Оттого Токарев и любил часами бродить по горбатым улочкам городка, разглядывать особняки, скрытые в чащобе зелени, мрамор курортных зданий, пожелтевший от времени, иглы кипариса, курчавые, как волосы на голове негра; круглые шляпки женщин, надвинутые чуть не на глаза, – была такая мода в двадцатых годах, и на какое-то время она вернулась после войны; брезентовый, прохладный шатер цирка-шапито, его рекламу; провалы неасфальтированных дорожек – с высокого обрыва, между вершинами гигантских деревьев – к морю; лежбище обнаженных тел на пляже… Каждый раз его не переставала удивлять сама возможность увидеть такое множество людей вместе и подумать притом о жизни, а не о смерти, или даже ни о чем не подумать. И металлическая глотка репродуктора, по которому выкликают не номера, а фамилии и имена и просят подойти к радиорубке затерявшихся людей из Москвы и Владивостока, из Тагила и Конотопа, – репродуктор не разъединял, не разобщал навеки, а связывал, помогал найти друг дружку. И терпкий запах перепончатых листьев туи, который тем сильнее, чем больше трешь их пальцами, и упругий влажный песок, – его так приятно ощутить босою ногой, не боясь поранить кожу…

Все это было как неслыханный по щедрости подарок за годы, прошедшие в Зеебаде.

Токарев купался в стороне от общего пляжа, чтоб можно было раздеться догола – не лезть же в воду в солдатских кальсонах. Прятался за какими-то бетонными кубами, которые вразброс лежали на берегу.

Именно это обстоятельство и свело его однажды вечером с Пасечным. Тот приехал сюда с начальником городского строительного управления, которому запланировали монтировать из бетонных кубов морской мол.

Но не хватало техники, чтоб перебросить многотонные кубы в воду. Токарев случайно услышал их разговор.

Пасечному предстояло строить городскую трансформаторную подстанцию, а бетонного хозяйства здесь своего не было – Краснореченская ГЭС высоко в горах, и вот поэтому пообещал Пасечный пригнать сюда краны, катера, чтобы стащить кубы с берега, а взамен этого начальник СМУ должен был забетонировать фундамент подстанции.

Так столковались они. И тут же, на пляже подписали необходимый договор: осчастливленный начальник СМУ, оказывается, заготовил необходимые бланки заранее.

Он уехал, а Пасечный остался и, хмурясь, ходил между бетонными глыбами. И вдруг, думая, что не видят его, с детской непосредственностью уперся руками в один из кубов, который был выше него в два раза, надавил что есть силы и так, пыхтя, стоял долго.

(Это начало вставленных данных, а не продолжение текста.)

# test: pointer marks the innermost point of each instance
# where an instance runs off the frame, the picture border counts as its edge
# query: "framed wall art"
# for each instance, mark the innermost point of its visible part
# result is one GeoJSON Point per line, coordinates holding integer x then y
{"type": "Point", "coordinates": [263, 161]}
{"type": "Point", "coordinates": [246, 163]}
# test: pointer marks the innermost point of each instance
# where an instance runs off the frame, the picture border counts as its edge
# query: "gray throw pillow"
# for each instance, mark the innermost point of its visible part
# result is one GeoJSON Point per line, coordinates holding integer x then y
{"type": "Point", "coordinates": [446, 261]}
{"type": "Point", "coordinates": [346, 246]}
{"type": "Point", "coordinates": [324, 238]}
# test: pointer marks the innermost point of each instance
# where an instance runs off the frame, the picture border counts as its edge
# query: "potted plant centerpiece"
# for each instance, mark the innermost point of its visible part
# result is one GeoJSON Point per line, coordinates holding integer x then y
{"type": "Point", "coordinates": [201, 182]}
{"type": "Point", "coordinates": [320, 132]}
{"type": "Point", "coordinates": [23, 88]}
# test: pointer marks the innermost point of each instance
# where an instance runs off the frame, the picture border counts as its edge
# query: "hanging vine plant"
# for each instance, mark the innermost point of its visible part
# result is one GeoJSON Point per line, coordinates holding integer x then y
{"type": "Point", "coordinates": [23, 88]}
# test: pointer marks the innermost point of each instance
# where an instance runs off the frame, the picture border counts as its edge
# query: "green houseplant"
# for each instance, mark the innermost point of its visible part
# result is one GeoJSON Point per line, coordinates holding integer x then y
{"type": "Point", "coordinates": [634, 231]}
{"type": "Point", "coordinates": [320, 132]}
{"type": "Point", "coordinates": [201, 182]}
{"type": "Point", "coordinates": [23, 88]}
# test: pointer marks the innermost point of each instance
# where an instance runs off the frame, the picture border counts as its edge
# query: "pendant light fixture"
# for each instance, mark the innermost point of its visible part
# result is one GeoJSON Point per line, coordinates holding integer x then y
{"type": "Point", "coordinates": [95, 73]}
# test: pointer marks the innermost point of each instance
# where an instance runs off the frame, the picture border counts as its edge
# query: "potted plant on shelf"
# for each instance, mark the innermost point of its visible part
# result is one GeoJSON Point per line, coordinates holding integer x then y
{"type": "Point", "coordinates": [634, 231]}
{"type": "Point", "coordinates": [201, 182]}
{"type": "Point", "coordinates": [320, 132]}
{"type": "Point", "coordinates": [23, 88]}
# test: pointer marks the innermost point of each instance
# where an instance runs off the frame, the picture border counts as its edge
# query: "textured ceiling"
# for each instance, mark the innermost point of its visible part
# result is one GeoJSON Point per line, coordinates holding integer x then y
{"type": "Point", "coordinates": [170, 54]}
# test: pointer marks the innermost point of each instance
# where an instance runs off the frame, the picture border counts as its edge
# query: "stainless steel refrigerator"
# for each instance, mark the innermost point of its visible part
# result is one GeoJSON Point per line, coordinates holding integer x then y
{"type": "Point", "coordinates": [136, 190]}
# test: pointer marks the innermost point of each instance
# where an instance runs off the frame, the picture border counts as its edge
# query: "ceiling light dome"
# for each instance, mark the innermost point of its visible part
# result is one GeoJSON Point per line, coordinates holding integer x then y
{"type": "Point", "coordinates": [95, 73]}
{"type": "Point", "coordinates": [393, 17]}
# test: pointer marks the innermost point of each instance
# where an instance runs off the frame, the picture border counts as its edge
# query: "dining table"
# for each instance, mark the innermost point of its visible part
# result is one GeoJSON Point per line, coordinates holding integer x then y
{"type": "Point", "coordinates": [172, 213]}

Тогда-то и окликнул его Токарев, лежавший рядом, в песке:

– Простите… Сколько весит эта игрушка?

– А-а?.. Кто тут? – Пасечный отпрянул от куба.

Оглянувшись, протянул успокоенно: – Солдат… Семьдесят – сто тонн каждый.

– Всего?

Начальник строительства промолчал.

Токарев, чиркая по песку острым концом ракушки, быстро подсчитал что-то, смахнул рукой запись и сказал:

– Я у вас видел танковозы американские, «Даймонд». Они по скольку – по сто сил?

Пасечный кивнул.

– Вот если дадите парочку таких, за одну ночь все кубы вам сдерну.

– Ишь Архимед!.. Как же это?

– Как – мое дело. А только водителей на ночь уговорить придется: днем я занят – служба.

Пасечный посмеялся.

– Уговорю, – он выговаривал букву «г» с придыханием, мягко. – А все же

– как?

– Систему полиспастов применить можно… Да вамто что! Ваше дело распорядиться, всего-навсего. В фундамент-то, на подстанции, сколько бетона класть надо?

– Восемь тысяч кубов.

– Ну вот, месяц работы, не меньше, по их-то темпам. А я вам за ночь одну все оправдаю. Разве не стоит рискнуть, поверить?

– Может, у меня должность такая – не верить, – с хмурой усмешкой выговорил Пасечный. Он стоял, раздвинув широко короткие ноги, сверху вниз смотрел на Токарева. А тот улегся, как прежде, на спину, беззаботно, даже руки за голову закинул. Ответил:

– Напрасно вы так думаете. Этак вы и на «Даймондах» далеко не уедете.

– Да откуда ты такой взялся, солдат! – уже с раздражением воскликнул Пасечный. И тогда Токарев легко поднялся с песка, взял в одну руку – одежку свою, в другую – сапоги, сказал не с осуждением – с сожалением:

– А вот когда на меня голос повышают, я не люблю. Прощайте! – и пошел прочь.

– Да стой ты!.. Ну извини, если хочешь! – буркнул Пасечный. – А что ж ты взамен просить будешь?

Токарев остановился,

– Ничего.

– Святой ты? Или дурак?.. Ладно, мне все равно.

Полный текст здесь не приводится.